AIs are not Humans: All this talk of “average human” makes it seem like an AI chatbot is just like a person but this is a very misleading and dangerous misconception. These AIs are bizarre creatures and have capabilities and behaviours that can be very unpredictable and different from humans. An IQ of 101 means that the average capabilities are similar to that of an average human but the details can be very different. The AI can be vastly superior to humans in some areas (for example, breadth of knowledge) but can be staggeringly dumb in other areas (for example, they’re terrible at calculations). See for example “the jagged frontier”.
When you compare the capabilities of different groups of humans (e.g. humans from different countries) there are lots of similarities. The questions that are easy for one group tend to be easy for the other groups too and the questions that are hard for one group tend to be hard for the other groups too. However, the same is not true for Claude: the questions it got right were unrelated to the questions humans got right. The important takeaway is this: always be prepared to be surprised by the capabilities of AI programs. In both directions.

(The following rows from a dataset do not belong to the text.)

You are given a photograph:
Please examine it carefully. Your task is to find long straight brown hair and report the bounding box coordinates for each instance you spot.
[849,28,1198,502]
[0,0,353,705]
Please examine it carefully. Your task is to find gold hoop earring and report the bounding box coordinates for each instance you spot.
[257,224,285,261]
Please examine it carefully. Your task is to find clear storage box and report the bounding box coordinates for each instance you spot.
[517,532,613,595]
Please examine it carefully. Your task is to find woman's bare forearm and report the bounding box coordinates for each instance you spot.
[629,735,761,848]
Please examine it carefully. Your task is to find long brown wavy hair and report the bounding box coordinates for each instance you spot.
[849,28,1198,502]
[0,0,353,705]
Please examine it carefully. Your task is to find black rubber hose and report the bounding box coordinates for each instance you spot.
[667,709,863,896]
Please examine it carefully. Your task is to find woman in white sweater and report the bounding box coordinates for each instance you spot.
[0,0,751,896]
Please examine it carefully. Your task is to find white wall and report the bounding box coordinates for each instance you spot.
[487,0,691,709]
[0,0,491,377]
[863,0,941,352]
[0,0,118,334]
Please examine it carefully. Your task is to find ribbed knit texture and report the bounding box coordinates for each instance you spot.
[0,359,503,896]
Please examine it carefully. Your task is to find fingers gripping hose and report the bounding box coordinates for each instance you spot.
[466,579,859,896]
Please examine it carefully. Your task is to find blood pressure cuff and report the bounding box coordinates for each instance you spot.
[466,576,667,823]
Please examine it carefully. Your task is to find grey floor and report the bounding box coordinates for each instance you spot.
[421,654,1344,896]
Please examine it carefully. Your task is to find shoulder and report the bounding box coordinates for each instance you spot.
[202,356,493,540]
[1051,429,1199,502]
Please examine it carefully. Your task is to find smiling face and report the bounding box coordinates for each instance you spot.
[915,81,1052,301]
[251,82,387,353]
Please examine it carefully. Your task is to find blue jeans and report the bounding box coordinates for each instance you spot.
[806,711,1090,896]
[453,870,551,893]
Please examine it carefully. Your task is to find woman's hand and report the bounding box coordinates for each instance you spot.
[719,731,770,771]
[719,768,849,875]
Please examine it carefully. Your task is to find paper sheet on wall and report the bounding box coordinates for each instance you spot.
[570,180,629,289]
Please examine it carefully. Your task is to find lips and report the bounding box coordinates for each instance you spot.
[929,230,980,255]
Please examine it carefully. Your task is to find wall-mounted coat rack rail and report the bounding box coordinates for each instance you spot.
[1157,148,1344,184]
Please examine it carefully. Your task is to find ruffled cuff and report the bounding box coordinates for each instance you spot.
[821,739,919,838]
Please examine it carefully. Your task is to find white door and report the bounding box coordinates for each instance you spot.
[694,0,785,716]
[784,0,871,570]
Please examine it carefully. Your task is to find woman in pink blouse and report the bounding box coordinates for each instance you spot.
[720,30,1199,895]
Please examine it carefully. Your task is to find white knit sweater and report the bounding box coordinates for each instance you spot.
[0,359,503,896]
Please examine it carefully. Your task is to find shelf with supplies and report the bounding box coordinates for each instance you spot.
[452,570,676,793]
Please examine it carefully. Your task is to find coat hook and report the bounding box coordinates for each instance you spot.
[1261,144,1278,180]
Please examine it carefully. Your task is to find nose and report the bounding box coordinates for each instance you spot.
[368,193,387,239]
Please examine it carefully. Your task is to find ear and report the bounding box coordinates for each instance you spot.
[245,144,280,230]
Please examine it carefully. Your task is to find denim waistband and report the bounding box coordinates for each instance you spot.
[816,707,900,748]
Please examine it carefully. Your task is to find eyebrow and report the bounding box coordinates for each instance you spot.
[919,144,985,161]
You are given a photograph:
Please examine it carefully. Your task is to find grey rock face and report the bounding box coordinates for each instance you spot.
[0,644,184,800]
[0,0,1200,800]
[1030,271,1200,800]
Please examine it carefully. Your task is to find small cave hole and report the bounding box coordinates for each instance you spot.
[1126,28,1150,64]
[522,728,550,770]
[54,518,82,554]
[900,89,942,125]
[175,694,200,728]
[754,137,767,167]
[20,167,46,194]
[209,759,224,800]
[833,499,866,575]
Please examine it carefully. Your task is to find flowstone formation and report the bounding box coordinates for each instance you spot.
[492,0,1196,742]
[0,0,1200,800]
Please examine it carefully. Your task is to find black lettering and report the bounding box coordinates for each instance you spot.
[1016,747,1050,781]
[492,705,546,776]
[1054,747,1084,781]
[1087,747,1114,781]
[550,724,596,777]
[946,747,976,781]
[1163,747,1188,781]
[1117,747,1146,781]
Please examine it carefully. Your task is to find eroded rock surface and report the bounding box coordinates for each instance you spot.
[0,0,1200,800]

Knowledge vs IQ: Even before Claude 3 Opus, programs like ChatGPT, Google’s Gemini, and others were doing some very impressive things. How do you reconcile that with the fact that their IQ score is so low? The reason for this is simply that what they lack in IQ, they make up through breadth of knowledge (and confidence). Just as there are a lot of real people who have strong and confident opinions on every topic under the sun and they seem very smart at first until you start digging deeper and find that there is no depth there. In the case of humans, IQ doesn’t change much in a lifetime. But for AI, that can happen in months.
So how to prepare for an AI future? I think it is pretty clear that AI will cause big changes. But nobody can predict exactly what those changes will be, and when, and who exactly will be affected, and how. Anyone who makes confident predictions is either an idiot or a scammer. So how do we prepare for these unpredictable changes? I think the only thing we can do is to have a fast OODA loop: pay close attention to the latest developments, do quick experiments to understand different ways in which AI can be used in your work and life, try to disrupt yourself before competitors disrupt you, and most importantly, act and react fast.
Thanks for this article Loved it especially for a senior who sometimes finds new technology intimidating
Loved the article Navin and your comment about pretentious bores left me chuckling for a few minutes.